Of course, this requires ignoring decades of research and the established opinion of the medical community. But I don't need some fancy-pants, ivory tower elitist medical degree. Common sense tells me that the more I work out, the worse off I'll be. It's a declaration I feel totally qualified to make: stop exercising everyone, it's killing you. It's all just a big scam to sell gym memberships and Gatorade. I don't care what your doctor might tell you, I'm just relying on good old American horse sense. And isn't that always better? It's certainly easier to understand than this pie-in-the-sky science stuff.
The above is basically the argument offered by global warming deniers. Sure, there are a few actual scientists who don't believe in global warming, but the vast, vast majority accept it. And the majority of people offering opinions contrary to the scientific consensus aren't scientists. So the odds are extremely good that anyone speaking against anthropogenic global warming is basically making my "no exercise" argument -- I'm ignoring decades of research, I'm ignoring the opinions of experts, and I'm going with my gut on this one. Besides, global warming is just as inconvenient for me as Al Gore said it was, so the science must be wrong. End of story.
If you want an example of this, take a look at Wisconsin senatorial candidate Ron Johnson. A wealthy plastics magnate, Johnson is definitely one person that would find dealing with global warming inconvenient. Therefore, it's not real. Forget all those numbers and graphs and facts -- forget even flooding here in Wisconsin -- he totally qualified dismiss the science out of hand.
Wisconsin U.S. Senate candidate Ron Johnson said Thursday that global warming was an "unproven" science that shouldn't be used to dictate U.S. policies.
The Republican business owner said domestic efforts to reduce global warming would hurt American businesses and send jobs to countries that have fewer restrictions. Johnson said it would be irresponsible to build U.S. policy on the basis of unsubstantiated theories.
"The point is, because we're not certain, because it's not proven, the last thing we should do is penalize our economy," he told The Associated Press during an interview.
"I'm not even sure if, if it were a fact, whether we could do anything about it anyway," he added later.
Speaking of unsubstantiated theories, the Theory of Relativity is just some crackpot theory. Yet Johnson seems to be a big fan of nuclear power. How irresponsible of him.
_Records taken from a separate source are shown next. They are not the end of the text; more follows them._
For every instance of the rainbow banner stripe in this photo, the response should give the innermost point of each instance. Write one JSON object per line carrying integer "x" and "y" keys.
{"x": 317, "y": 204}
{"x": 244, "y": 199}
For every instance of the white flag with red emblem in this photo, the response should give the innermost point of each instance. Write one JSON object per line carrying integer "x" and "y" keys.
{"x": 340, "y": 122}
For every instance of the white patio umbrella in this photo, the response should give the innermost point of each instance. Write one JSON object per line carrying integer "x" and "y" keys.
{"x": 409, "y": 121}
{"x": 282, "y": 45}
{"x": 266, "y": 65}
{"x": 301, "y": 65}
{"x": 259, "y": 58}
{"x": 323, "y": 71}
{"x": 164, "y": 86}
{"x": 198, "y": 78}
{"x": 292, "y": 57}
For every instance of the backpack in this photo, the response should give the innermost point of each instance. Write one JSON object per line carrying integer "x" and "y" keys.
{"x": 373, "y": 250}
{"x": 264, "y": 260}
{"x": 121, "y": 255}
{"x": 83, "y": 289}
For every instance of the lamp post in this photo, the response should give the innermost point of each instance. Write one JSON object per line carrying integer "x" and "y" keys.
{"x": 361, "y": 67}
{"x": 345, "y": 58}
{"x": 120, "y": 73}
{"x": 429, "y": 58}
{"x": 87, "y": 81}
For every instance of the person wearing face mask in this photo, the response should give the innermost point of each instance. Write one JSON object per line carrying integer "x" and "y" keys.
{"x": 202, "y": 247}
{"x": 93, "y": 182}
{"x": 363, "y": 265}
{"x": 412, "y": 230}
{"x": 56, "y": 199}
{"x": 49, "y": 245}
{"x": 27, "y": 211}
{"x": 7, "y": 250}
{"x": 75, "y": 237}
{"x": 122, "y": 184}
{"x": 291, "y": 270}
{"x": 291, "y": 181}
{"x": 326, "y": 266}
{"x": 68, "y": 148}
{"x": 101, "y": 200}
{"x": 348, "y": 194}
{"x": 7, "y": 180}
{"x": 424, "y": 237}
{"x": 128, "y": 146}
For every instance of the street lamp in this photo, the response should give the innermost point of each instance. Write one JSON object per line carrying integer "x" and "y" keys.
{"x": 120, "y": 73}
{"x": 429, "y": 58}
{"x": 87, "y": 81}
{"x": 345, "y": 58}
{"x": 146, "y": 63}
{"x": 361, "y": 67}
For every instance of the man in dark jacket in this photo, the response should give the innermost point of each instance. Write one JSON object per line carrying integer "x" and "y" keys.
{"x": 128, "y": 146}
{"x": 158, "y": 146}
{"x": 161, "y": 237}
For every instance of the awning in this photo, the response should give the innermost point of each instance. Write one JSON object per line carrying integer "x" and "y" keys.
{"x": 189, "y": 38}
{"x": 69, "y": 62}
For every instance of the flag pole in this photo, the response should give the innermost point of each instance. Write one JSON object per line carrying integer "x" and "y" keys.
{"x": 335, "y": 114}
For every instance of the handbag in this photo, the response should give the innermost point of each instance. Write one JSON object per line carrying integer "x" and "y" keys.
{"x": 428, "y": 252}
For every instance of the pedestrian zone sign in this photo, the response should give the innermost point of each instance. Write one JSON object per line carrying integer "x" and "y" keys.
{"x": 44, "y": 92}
Other than the fact that it's being demonstrated all over the world, we have no proof that nuclear power is a valid concept -- just like global warming. Why is Ron Johnson signing onto this pseudoscientific snake oil? Maybe it's because it doesn't inconvenience him.
Of course, Johnson isn't alone here. After the defeat of Delaware establishment GOP candidate Mike Castle by Tea Party nutjob Christine O'Donnell, there is now officially no Republican senatorial candidate who believes in human-caused global warming. Not one. And that warming is happening at all, anthropogenic or not, seems to be the minority opinion of these groups. And even former climate-realist Republicans like John McCain have flip-flopped on the issue. Accepting reality is now a violation against Tea Party orthodoxy, so if you believe your own lyin' eyes, you're a RINO. The people running for the Senate on behalf of the GOP all believe that science policy should be dictated by lunatics who can't spell.
"The science of global warming is unproven," Johnson insists. "It just is." I guess because he says so. You don't need any counter-argument or alternative explanation, you just declare it so and it is so. Therefore, Ron Johnson is a Satanist puppy-strangler. He just is.
Needless to say, Johnson's opponent Russ Feingold is eager to point out his climate flateartherism. Feingold spokesperson John Kraus told AP that Johnson was "out of touch with reality."
"His belief that he knows better than most of the scientists in the world is dangerous," Kraus said.
And it is. The ability to ignore facts in favor of what you'd rather believe is not a good quality to have in a senator. And it's an ability that every Republican senatorial candidate shares.